During the coronavirus pandemic of 2020/21, many office workers around the world were instructed to work from home instead, to help stop the spread of the COVID-19 virus. As a result, the tricks for how to be antisocial in an open plan office no longer applied. However, the use of videoconferencing for online meetings provides fresh opportunities for antisocial behaviour and tricks to irritate your colleagues. In this Entry, h2g2 Researchers consider the question:
What's the online version of burning popcorn or cooking fish in the microwave?
Videoconferencing software generally can't deal with more than one sound source, so you can use this to your advantage.
Eat a bowl of cornflakes in a team meeting and neglect to use the mute button - the crunching sound will overpower the microphone and be broadcast to everyone, even when someone else is speaking.
Or put your headset mike too close to your nose and mouth, and simply breathe. #darthVader
Turning the volume up on your computer and not using headphones creates disturbing echoes and feedback when other people are speaking. And when it is your turn to speak, you could have some obnoxious music playing in the background, or turn on the washing machine or other home appliances. And being a conversation hog, or providing a running commentary of your every action, can be as annoying in the online sphere as they would be in an office.
There are some simple visual irritations you can employ.
You could put some disturbing posters in the background, or some unfortunate slogans on your clothing.
Sometimes the technology can be an irritation, too.
The lawyer with his 'kitten filter' stuck on will go down in infamy for his plaintive cry of 'I'm not a cat, Your Honor.'
Meeting organisers are not always adept at configuring the software settings correctly for the occasion, either. You can also use this to your advantage.
Zoombombing is the phenomenon (named after the videoconferencing platform Zoom) of people joining an online meeting uninvited with the purpose of causing (potentially criminal) disruption. Various high-profile cases led to improvements in security by default. However, if you have an invitation to an online meeting, there are still some setup options you can exploit.
If the meeting organisers didn't configure the meeting to only allow the presenter to be 'on stage', don't comply when the audience is asked to turn their video off. Even better, arrive late with your video switched on, so you pop up 'on stage', and then sit there while the presenter tries to carry on as if nothing had happened. After a suitably long, uncomfortable period of time, interrupt the presenter to ask what the meeting is about, and wait to be persuaded to turn your video off, maximising the disruption!
One thing I hate when running an online meeting is for folks to turn up late. It’s usually five minutes in, so I have to go over all the intros again, and it’s often the same people responsible each time.
Videoconferencing software platforms, such as Zoom, Skype, and Microsoft Teams, have various features that are aimed at enhancing online meetings. These can also be used to cause disruption.
Overuse of the 'Raise Hand' button can be annoying, especially if you 'forget' to lower the hand after you have finished speaking, so as to cause the chairperson to become confused about who has and hasn't had their say.
Screensharing and collaborative documents can also be either a help or a hindrance.
If there are some items to check, prepare that checklist prior to the meeting and share your screen as you update it.
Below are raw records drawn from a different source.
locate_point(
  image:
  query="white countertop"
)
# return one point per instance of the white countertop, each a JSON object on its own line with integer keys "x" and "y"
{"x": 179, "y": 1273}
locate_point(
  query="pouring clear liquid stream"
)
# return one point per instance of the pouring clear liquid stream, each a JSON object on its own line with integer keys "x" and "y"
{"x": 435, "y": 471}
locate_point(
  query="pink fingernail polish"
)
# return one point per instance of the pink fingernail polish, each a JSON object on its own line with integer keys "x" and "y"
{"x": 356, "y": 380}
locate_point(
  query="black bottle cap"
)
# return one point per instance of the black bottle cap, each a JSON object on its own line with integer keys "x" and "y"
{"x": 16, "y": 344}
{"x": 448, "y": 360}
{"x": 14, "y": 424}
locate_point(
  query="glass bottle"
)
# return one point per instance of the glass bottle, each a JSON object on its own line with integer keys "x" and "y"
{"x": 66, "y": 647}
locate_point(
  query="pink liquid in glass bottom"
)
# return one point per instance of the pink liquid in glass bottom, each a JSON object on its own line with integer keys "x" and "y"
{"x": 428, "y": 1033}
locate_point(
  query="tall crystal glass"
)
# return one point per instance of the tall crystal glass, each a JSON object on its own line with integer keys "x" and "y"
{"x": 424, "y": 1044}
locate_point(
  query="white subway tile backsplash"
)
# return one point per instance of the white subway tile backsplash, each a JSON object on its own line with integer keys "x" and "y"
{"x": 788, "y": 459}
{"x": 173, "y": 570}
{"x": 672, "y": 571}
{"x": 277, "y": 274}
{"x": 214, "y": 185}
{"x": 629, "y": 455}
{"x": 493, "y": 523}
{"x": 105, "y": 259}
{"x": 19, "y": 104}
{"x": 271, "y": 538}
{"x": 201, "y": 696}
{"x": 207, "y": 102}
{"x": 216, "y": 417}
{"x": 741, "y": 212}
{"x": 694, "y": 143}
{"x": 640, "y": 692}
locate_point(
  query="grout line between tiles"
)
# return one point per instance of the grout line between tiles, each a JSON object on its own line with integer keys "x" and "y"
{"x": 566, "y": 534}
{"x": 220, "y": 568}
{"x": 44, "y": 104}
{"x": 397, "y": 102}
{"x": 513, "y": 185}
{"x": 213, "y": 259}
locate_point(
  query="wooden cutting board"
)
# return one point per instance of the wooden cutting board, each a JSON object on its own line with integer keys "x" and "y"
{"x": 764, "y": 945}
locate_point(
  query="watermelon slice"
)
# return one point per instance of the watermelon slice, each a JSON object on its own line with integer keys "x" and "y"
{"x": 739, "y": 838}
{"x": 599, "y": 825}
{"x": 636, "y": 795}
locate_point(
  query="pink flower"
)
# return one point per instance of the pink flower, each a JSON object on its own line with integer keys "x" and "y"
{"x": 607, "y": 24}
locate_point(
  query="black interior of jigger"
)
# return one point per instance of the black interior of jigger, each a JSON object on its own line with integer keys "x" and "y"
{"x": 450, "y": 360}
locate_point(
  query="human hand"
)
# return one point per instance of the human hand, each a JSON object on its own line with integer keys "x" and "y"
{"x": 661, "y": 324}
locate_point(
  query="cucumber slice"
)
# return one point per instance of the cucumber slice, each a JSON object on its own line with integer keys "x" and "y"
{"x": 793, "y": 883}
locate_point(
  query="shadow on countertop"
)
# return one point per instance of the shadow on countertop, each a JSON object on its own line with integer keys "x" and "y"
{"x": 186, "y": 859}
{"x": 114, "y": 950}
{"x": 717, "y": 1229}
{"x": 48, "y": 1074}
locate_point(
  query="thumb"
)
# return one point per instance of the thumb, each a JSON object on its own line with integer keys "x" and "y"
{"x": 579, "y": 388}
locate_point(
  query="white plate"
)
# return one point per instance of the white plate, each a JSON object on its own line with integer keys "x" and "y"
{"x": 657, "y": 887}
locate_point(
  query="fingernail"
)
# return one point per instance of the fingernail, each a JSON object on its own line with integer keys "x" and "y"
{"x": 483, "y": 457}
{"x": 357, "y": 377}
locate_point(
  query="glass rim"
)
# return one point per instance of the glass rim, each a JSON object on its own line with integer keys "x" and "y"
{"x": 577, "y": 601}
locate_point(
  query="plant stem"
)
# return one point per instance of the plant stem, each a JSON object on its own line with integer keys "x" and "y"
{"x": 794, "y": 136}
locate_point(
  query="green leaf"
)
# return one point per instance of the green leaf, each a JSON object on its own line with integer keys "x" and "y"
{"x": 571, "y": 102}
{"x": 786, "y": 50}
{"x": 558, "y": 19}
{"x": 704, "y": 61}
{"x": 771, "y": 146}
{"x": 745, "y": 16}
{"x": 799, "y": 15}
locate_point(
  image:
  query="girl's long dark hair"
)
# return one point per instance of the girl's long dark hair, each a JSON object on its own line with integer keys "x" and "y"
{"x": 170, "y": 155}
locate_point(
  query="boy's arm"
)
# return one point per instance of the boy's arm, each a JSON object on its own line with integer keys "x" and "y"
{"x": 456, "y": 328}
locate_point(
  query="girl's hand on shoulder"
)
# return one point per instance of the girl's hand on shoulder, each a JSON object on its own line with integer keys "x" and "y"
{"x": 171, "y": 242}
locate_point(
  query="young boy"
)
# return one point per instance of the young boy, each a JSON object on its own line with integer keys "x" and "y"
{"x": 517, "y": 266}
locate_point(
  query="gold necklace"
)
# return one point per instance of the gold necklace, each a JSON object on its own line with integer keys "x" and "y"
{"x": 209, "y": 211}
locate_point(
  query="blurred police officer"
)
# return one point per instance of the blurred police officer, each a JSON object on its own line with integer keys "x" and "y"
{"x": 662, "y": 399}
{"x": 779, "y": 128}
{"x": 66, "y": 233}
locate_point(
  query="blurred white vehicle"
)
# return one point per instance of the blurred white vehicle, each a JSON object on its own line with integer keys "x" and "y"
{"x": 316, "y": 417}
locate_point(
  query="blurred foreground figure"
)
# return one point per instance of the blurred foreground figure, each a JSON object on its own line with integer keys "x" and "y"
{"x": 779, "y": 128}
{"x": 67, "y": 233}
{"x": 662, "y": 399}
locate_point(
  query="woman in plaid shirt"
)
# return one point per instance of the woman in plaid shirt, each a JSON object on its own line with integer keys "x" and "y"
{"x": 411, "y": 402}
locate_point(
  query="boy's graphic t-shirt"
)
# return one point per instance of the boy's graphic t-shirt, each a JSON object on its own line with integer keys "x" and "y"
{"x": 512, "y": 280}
Don’t try to write one during the meeting - it’s a real time-waster and turn-off. Collaboration tools (Google Apps, MS Teams, etc) are ideal for this, but get the update permissions right, or you’ll have antisocial updaters messing around with them.
If you avoid all the above, then your online meetings will go smoothly and you will be more productive than you would have been in the office.
People are usually late for online meetings because their previous meeting overran, and that’s because it wasn’t well time-managed. I avoid this by (counterintuitively) making my meetings short. If people know they have only 30 minutes rather than an hour, they get down to the business quickly. Also, I give people time checks (20m to go, 10m to go, etc). If we do finish early, I tell them how many minutes of their life I’ve given them back.